MERCED, California (KSEE) – School districts up and down California will soon no longer be able to suspend students K-8 for willful defiance.
Governor Gavin Newsom signed into law Senate Bill 419 making it illegal for both public and charter schools to suspend disruptive students starting July 2020. Merced City School District has prepared for that change introducing the Behavior Integration Center, or BIC, as an alternative to suspensions.
Teacher Edwin Miramontes stood at the front of the classroom as he picked a lesson for his handful of students.
“If I do this,” said Miramontes. “Then this will happen.”
His students chose the consequences lesson.
“For the last section, I want you guys to think, is it worth it?” asked Miramontes as he looked into his student’s eyes.
The program has been in place for a year. Since then, over 270 students have been sent to BIC as a consequence of actions of willful defiance, fighting, or bringing drugs or weapons to school.
Acts of willful defiance include not removing a hat or hood, or constantly clicking a pen on a desk after being asked to stop.
Behavior Analyst Lizbeth Duran said often teachers can feel like they have run out of options to help a student, especially when they do not have any more options left.
“Every teacher wants their kids to learn,” said Duran. ” That is the goal and I think that is where a lot of the frustration comes in. Because the teachers lose all of their tools.”

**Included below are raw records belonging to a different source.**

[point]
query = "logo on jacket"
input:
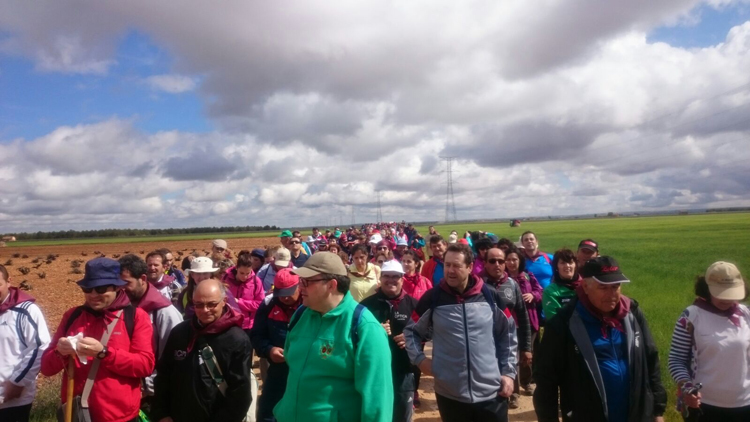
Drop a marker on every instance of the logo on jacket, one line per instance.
(326, 350)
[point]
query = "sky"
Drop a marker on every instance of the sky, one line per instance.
(165, 114)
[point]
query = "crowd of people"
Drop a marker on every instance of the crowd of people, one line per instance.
(340, 325)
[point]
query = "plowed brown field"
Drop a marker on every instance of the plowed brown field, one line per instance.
(53, 284)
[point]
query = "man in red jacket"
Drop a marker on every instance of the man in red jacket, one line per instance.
(126, 357)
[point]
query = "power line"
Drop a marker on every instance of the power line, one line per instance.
(450, 200)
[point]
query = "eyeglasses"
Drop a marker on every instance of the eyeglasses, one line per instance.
(207, 305)
(99, 289)
(306, 281)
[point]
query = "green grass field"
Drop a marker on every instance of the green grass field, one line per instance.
(661, 256)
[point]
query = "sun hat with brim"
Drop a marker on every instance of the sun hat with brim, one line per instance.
(725, 281)
(282, 257)
(285, 283)
(392, 266)
(605, 270)
(321, 263)
(202, 264)
(101, 272)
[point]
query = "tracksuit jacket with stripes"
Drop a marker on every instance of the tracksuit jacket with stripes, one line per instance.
(23, 339)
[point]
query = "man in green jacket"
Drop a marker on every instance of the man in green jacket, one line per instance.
(338, 354)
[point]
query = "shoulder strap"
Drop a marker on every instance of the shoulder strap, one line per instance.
(73, 316)
(95, 366)
(296, 316)
(354, 334)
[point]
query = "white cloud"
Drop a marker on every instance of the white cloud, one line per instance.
(172, 84)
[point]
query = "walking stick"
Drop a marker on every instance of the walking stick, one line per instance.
(71, 384)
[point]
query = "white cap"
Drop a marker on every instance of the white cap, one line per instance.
(202, 264)
(392, 266)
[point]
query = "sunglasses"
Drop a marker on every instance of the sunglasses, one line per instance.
(99, 289)
(306, 281)
(207, 305)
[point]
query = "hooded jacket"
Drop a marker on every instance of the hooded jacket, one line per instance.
(566, 359)
(164, 317)
(467, 366)
(185, 390)
(23, 339)
(249, 295)
(398, 312)
(116, 395)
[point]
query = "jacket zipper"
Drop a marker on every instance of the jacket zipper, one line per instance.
(468, 360)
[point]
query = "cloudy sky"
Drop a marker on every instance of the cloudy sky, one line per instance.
(181, 113)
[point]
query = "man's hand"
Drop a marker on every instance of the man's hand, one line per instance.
(400, 341)
(426, 366)
(89, 346)
(277, 355)
(506, 388)
(64, 347)
(11, 391)
(526, 358)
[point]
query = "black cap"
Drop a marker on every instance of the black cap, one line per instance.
(589, 244)
(603, 269)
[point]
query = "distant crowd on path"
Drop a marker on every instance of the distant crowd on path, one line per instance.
(339, 322)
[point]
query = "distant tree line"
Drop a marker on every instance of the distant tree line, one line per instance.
(75, 234)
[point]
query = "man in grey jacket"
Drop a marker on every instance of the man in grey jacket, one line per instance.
(164, 316)
(473, 376)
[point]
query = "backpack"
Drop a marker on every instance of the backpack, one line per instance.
(352, 330)
(128, 315)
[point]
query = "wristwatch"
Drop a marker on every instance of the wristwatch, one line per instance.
(103, 354)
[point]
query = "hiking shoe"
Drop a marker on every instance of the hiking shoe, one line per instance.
(513, 402)
(529, 390)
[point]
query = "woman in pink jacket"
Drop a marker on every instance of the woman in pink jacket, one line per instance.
(246, 288)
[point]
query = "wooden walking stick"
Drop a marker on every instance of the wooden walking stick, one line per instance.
(71, 384)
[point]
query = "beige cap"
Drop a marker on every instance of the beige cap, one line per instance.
(282, 257)
(725, 281)
(321, 263)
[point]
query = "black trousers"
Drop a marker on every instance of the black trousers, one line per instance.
(708, 413)
(403, 406)
(16, 414)
(493, 410)
(273, 390)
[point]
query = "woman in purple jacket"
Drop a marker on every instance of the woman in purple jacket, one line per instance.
(531, 292)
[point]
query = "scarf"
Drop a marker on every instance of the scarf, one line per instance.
(572, 283)
(15, 296)
(227, 320)
(733, 314)
(615, 321)
(152, 300)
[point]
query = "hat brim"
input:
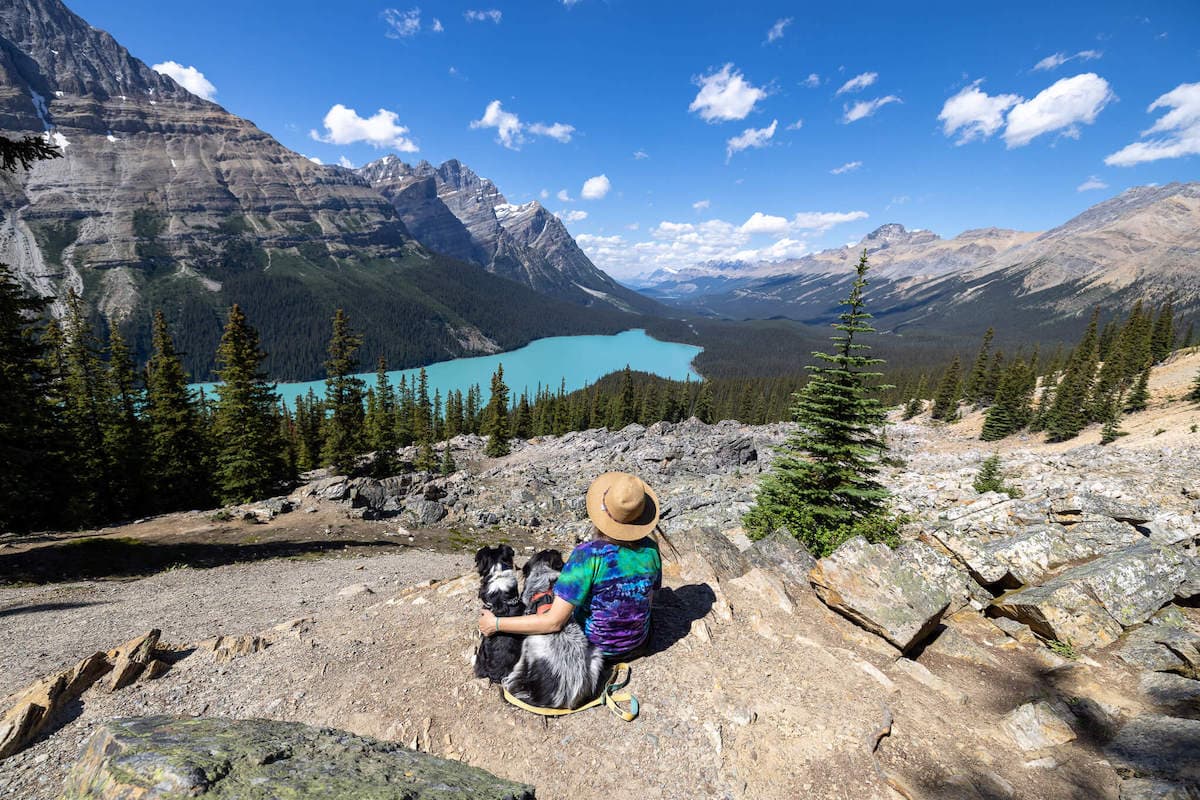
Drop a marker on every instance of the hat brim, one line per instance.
(623, 531)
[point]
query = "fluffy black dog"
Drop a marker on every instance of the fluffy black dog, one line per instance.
(559, 671)
(498, 589)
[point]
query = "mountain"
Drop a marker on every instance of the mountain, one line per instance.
(1143, 244)
(453, 210)
(165, 199)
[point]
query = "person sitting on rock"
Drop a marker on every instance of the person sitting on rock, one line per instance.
(607, 583)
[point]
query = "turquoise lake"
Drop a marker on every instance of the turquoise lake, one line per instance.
(579, 360)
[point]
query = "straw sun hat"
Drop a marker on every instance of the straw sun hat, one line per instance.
(623, 506)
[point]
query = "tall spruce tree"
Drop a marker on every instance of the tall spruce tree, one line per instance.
(245, 425)
(342, 428)
(179, 462)
(946, 397)
(496, 417)
(822, 486)
(976, 380)
(381, 423)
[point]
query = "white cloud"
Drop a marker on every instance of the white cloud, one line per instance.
(725, 95)
(510, 130)
(1057, 59)
(865, 108)
(822, 221)
(190, 78)
(750, 138)
(858, 83)
(975, 114)
(673, 245)
(594, 188)
(765, 223)
(558, 131)
(1063, 106)
(1179, 130)
(402, 24)
(492, 14)
(381, 130)
(777, 30)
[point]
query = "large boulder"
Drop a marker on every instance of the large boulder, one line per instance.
(1090, 605)
(784, 554)
(169, 758)
(880, 590)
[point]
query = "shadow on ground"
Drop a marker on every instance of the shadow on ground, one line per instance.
(96, 558)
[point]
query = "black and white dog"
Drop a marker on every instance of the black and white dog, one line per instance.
(559, 671)
(498, 589)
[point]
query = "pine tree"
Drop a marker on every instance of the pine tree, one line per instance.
(917, 402)
(946, 398)
(703, 410)
(381, 423)
(342, 429)
(447, 467)
(822, 486)
(1069, 413)
(29, 426)
(84, 416)
(1162, 341)
(125, 438)
(1140, 395)
(249, 449)
(496, 417)
(979, 371)
(179, 464)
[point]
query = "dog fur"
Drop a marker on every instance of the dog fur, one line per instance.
(498, 653)
(559, 671)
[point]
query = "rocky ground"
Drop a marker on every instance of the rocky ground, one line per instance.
(1044, 647)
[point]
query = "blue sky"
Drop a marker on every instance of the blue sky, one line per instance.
(756, 130)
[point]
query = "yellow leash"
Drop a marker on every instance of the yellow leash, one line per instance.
(609, 697)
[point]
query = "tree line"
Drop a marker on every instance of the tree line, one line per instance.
(1098, 380)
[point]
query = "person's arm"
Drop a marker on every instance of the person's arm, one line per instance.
(549, 623)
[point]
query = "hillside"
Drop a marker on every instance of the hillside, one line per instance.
(454, 211)
(1143, 244)
(165, 199)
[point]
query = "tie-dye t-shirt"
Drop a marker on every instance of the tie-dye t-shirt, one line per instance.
(610, 587)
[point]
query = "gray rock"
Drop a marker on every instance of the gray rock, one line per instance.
(1157, 746)
(711, 546)
(783, 554)
(880, 590)
(425, 512)
(1089, 605)
(1139, 788)
(1035, 726)
(163, 758)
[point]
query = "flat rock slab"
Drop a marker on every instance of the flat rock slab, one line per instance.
(1157, 746)
(169, 758)
(1090, 605)
(880, 590)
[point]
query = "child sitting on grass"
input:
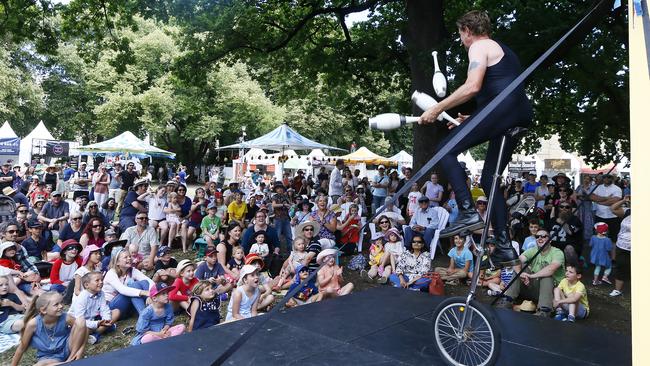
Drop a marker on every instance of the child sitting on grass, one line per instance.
(56, 336)
(155, 321)
(204, 306)
(570, 296)
(91, 305)
(461, 262)
(11, 308)
(245, 298)
(183, 285)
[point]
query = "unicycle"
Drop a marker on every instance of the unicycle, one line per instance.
(466, 331)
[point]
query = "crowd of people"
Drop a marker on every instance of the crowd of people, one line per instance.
(83, 250)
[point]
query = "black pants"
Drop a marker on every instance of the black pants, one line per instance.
(509, 114)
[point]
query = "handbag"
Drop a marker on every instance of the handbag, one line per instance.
(436, 286)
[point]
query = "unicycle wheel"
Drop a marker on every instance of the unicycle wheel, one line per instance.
(480, 341)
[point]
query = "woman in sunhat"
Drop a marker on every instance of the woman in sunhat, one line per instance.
(330, 275)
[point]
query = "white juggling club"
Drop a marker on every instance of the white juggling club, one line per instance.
(390, 121)
(439, 80)
(425, 101)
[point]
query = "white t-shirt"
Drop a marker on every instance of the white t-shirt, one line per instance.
(604, 191)
(156, 207)
(432, 191)
(413, 202)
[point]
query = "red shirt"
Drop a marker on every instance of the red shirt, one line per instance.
(182, 290)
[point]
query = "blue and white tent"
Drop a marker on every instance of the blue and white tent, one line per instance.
(126, 143)
(281, 139)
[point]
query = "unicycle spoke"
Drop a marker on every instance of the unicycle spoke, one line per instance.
(474, 344)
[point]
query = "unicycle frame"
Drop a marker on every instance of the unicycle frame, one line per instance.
(480, 249)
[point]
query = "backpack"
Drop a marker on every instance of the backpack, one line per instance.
(7, 208)
(357, 263)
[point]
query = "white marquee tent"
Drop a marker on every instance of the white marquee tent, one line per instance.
(40, 132)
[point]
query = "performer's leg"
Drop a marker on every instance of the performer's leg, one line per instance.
(504, 253)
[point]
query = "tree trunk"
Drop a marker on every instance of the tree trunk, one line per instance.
(424, 33)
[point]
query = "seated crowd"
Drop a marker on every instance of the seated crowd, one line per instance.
(108, 255)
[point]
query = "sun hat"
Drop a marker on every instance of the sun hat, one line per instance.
(8, 191)
(160, 288)
(601, 227)
(303, 225)
(245, 271)
(527, 306)
(6, 245)
(182, 264)
(85, 254)
(252, 257)
(108, 247)
(392, 231)
(71, 243)
(139, 182)
(325, 253)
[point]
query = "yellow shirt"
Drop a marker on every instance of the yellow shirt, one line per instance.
(237, 212)
(578, 287)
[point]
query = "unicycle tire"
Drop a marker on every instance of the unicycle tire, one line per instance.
(481, 340)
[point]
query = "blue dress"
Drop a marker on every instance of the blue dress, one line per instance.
(150, 321)
(600, 249)
(52, 343)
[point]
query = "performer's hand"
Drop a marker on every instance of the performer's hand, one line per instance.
(429, 116)
(461, 118)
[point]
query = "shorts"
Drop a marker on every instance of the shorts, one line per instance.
(623, 265)
(5, 326)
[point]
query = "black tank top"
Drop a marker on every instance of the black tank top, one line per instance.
(499, 76)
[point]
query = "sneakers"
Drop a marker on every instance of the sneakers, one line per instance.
(542, 313)
(615, 293)
(223, 297)
(570, 319)
(92, 338)
(468, 219)
(504, 303)
(365, 276)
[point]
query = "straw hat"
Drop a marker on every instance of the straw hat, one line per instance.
(303, 225)
(527, 306)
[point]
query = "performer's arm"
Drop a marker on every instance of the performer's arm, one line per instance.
(478, 58)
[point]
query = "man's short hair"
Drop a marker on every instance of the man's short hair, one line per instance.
(476, 22)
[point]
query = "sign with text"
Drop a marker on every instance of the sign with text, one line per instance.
(10, 146)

In the 2011-2012 school year, over 330,000 California students were issued willful defiance suspensions. Over the years, willful defiance suspensions have drastically decreased. In the 2017-2018 school year, there were less than 60,000.
“That was one that was up and down the state used far too often,” said Assistant Superintendent of Merced Schools Brian Meisenheimer.
However, suspension rates for children of color remain disproportionate.
According to the study, Get out! Black Male Suspensions in California Public Schools, the statewide suspension rate for black males is 3.6 times greater than the statewide rate for all students. It is not just for suspensions, 63% of students sent through Merced’s BIC program were Hispanic and 19% were African American.
“I think there needs to be a deeper conversation about that because we recognize that too in our district our district,” said Meisenheimer.
“We have made concerted efforts to engage people on why that may be happening. To look for school districts are having success with those particular subgroups and what can we do to support not only them but to the family.”